Here’s how: Be prepared to kill your babies. That’s a rather blunt way of saying you should never use all of the information you gather. Sometimes, people make boring, irrelevant statements. Don’t use them. Remember: Less is more. Keep your story tight, efficient and focused. As soon as readers feel the story begin to rattle and ramble, they bail.
• “I’m never sure in what order to present my information. Is there a formula to help with this?”
Aside from the antiquated inverted pyramid, there’s no particular formula. However, there is a philosophy. Just tell the story in a logical order, as if you were talking to a friend. In that case, where would you begin? Where would you end? For example, you wrecked your new car last weekend. You weren’t injured, but the car was totaled. How would you tell the story to a friend? Would it sound anything like this?
Many students in this country drive automobiles. They use their cars to go to work, to visit friends, to go shopping and to do other chores. Occasionally, a student will become involved in an automobile accident. Sometimes, the accident is a result of bad luck or of negligence or of mechanical failure. In my own instance, I became one of the thousands of young people across the nation who has been involved in an unfortunate vehicular incidents.
This is how this event transpired: I was texting and looked up and ran into a motorcycle owned by a member of the Hell’s Angels. His name was Steve. He and a couple of other of his buddies chased me down and beat me with a baseball bat, thus explaining why I am communicating with you from my hospital bed. I am in great pain and misery. I have a broken leg and a cracked skull. My car has been since taken to the junk yard. Well, that’s my story. Gotta run. The neurosurgeon is here. He doesn’t look happy.
Is that how you’d tell the story? If not, then don’t write it that way. Write it the same way you’d tell it — and in the same words, the same voice.
I’m in the hospital. My leg is broken. My skull is cracked. My car is totaled. And why? Because I needed to answer a text message, or thought I did. I looked down, looked up and then piled into a Harley, owned by a guy in a black leather jacket named Steve. I soon learned how he got his nickname, “Tire Tool.”
• “How do you end a story? My stories always seem to trail off, and I hate the way they end.”
I often find my best quote, paraphrase it and use it for my lead. Then, I look for the quote that takes the reader from the present and moves him or her into the future. This gives the story a kind of timelessness.
Hawthorne said he’d never again text and drive.
“I learned my lesson,” he added. “I survived my first bout with Tire Tool. I don’t intend to have a second.”
• How do I keep my story interesting from the beginning to the end?”

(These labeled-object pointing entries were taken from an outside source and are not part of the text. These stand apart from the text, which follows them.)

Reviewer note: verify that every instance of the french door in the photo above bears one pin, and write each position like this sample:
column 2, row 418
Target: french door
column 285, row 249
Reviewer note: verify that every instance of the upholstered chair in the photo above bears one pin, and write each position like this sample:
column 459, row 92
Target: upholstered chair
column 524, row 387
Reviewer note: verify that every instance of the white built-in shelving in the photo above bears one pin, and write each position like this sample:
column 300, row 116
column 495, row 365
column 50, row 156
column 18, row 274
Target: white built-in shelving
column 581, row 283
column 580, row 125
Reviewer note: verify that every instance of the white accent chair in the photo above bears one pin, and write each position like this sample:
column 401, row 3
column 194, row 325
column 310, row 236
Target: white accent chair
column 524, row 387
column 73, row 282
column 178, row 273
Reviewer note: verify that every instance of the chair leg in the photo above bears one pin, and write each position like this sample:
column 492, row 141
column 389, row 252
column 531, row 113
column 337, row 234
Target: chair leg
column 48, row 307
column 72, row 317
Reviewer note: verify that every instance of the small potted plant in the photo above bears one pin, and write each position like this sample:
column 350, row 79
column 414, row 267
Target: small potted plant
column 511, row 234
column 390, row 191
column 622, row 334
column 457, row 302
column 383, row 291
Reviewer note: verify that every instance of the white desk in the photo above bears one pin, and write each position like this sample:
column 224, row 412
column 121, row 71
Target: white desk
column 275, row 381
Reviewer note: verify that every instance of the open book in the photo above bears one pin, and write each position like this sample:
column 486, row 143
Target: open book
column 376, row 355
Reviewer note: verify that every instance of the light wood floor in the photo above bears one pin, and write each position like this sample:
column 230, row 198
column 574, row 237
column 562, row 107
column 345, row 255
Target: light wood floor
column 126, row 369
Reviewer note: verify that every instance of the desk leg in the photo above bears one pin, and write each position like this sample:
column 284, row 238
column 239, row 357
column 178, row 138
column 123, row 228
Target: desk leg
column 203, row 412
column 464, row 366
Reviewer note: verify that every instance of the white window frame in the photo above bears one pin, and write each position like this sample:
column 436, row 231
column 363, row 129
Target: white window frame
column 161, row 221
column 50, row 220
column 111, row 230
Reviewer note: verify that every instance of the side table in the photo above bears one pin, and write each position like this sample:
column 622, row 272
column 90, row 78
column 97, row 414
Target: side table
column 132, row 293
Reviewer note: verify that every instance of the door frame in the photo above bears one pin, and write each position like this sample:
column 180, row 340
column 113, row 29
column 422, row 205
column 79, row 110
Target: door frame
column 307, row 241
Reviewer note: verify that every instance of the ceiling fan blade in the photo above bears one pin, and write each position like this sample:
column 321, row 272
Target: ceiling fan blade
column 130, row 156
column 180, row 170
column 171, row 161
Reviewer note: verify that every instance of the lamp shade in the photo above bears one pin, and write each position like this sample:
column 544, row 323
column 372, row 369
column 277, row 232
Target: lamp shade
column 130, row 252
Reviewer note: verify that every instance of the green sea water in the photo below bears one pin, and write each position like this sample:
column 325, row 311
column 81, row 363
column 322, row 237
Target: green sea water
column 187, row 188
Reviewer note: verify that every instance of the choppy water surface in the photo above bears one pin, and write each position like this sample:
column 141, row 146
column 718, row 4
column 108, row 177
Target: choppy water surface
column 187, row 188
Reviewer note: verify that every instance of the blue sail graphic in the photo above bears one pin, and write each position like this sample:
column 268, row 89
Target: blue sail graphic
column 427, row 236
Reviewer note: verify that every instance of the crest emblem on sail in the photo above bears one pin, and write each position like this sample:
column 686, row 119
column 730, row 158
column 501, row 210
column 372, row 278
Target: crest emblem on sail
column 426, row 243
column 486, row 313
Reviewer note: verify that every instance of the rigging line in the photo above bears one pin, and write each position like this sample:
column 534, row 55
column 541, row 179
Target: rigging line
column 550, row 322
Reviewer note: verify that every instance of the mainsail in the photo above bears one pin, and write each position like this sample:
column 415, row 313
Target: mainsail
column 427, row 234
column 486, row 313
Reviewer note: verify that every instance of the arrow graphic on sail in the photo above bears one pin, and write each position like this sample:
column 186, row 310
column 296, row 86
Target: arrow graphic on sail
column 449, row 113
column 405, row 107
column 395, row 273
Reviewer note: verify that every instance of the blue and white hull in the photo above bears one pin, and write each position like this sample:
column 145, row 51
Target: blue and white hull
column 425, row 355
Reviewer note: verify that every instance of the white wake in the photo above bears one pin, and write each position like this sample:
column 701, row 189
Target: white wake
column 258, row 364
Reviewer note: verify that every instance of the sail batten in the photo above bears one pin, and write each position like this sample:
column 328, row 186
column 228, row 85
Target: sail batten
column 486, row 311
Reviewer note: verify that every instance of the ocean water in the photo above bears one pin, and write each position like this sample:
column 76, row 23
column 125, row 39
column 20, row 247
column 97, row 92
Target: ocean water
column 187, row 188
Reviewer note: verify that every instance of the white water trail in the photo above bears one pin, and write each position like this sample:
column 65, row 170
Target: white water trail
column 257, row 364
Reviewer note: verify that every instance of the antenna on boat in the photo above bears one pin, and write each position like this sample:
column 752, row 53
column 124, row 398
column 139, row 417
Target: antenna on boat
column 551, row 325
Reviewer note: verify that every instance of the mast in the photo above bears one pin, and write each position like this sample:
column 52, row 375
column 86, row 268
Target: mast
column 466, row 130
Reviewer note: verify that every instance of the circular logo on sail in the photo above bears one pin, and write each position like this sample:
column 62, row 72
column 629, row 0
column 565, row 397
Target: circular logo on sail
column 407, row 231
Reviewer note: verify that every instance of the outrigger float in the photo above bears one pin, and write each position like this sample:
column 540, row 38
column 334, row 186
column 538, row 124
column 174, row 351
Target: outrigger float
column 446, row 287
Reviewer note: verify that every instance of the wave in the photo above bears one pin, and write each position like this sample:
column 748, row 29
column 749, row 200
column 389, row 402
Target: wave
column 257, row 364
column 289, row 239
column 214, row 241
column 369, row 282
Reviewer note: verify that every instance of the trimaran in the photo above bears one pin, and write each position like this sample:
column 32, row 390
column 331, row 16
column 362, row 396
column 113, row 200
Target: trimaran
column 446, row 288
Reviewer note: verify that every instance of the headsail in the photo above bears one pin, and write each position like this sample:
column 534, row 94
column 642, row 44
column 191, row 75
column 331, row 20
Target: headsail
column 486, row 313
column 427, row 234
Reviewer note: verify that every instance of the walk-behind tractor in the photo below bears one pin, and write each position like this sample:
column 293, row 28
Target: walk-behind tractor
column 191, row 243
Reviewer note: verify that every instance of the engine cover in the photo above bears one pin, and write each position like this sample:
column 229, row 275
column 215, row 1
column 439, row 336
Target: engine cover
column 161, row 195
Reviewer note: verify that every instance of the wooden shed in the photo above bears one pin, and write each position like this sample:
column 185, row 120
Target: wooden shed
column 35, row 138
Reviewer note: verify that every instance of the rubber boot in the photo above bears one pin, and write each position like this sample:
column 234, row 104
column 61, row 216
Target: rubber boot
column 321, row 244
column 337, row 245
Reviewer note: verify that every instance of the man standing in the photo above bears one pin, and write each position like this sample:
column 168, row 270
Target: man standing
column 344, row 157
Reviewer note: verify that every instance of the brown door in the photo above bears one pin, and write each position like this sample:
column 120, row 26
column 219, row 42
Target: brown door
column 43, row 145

Focus on the narrative. Don’t bog down in data. Don’t print boring, predictable quotes. Often, writing becomes tiresome — cliché — when it answers questions that readers can figure out themselves or information the reader has no interest in. For example, I was interviewed not too long ago, and the reporter asked me who my mentors were. I wasn’t trying to be rude, but my answer was, “Your readers won’t know any of them.” So why publish a list of my mentors. If she’d asked me, “What’s the best advice you’ve ever received and who gave it to you,” then I could have told her an interesting story.
• Which writing books do you recommend?
All of them. If you find a book — any book — that’s well written, interesting, powerful, then study the author’s writing. Fiction. Non-fiction. Doesn’t matter. Pay attention to sentence structure, the nouns, the verbs. Which literary devices are used? What is the tone? What’s the imagery? And if the book you’re looking at is the Radical Write, send me a note saying, “You write just like you talk.” It’ll totally and utterly make my day. Really.